Anil Kumar Gain was born in a poor BengaliMahishya family of a village named Lakkhi in Purba Medinipur, West Bengal, to Jibankrishna Gain and Panchami Devi.[4] His father having died in his childhood, he and his siblings were brought up by his widowed mother under economic hardship. He started his education in an informal local school and was admitted to a formal school when he was eight. In his schooldays, he showed particular interest in English and mathematics, subjects he was primarily taught by his mother. Upon finishing school, he travelled to Kolkata to study mathematics from Surendranath College, followed by a master's degree in applied mathematics from the Rajabazar Science College, University of Calcutta. He was declared the University Gold Medalist for the year 1943.[5]
Career
After briefly teaching at Presidency College and Bengal Engineering College, Gain married Krishna Chongdar, the daughter of a famous and wealthy Bengali businessman. He travelled to England in 1947, to pursue his Ph.D. from the University of Cambridge in mathematical statistics – only to complete it in the year 1950. It was there that he met the famous Henry Ellis Daniels, under whose supervision he wrote most of his papers. He also befriended Sir Ronald Fisher there, and spent much of his time working with him in the field of applied statistics.
Due to his efforts to revolutionise education in Bengal, he became a key figure in the latter half of the Bengali Renaissance, as well as a renowned scholar and academic.

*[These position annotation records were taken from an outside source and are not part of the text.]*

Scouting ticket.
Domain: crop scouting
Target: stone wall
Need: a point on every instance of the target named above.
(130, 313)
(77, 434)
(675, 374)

In 2012, Vidyasagar University announced the establishment of the Anil Kumar Gain Memorial Lecture, in honour of his contributions to the university, and to Bengal as a whole.[8] On 1 February 2019, Dr.Abhijit Guha, Former Professor of Anthropology, Vidyasagar University delivered the Anil Gayen Birth Centenary Memorial Lecture.[9][10][11] An elaborate version of the lecture was published in South Asian Anthropologist.[12]
He died a week after his birthday, on 7 February 1978, of natural causes at his residence in Kolkata, India. His descendants still live in Kolkata, as well as abroad.[13]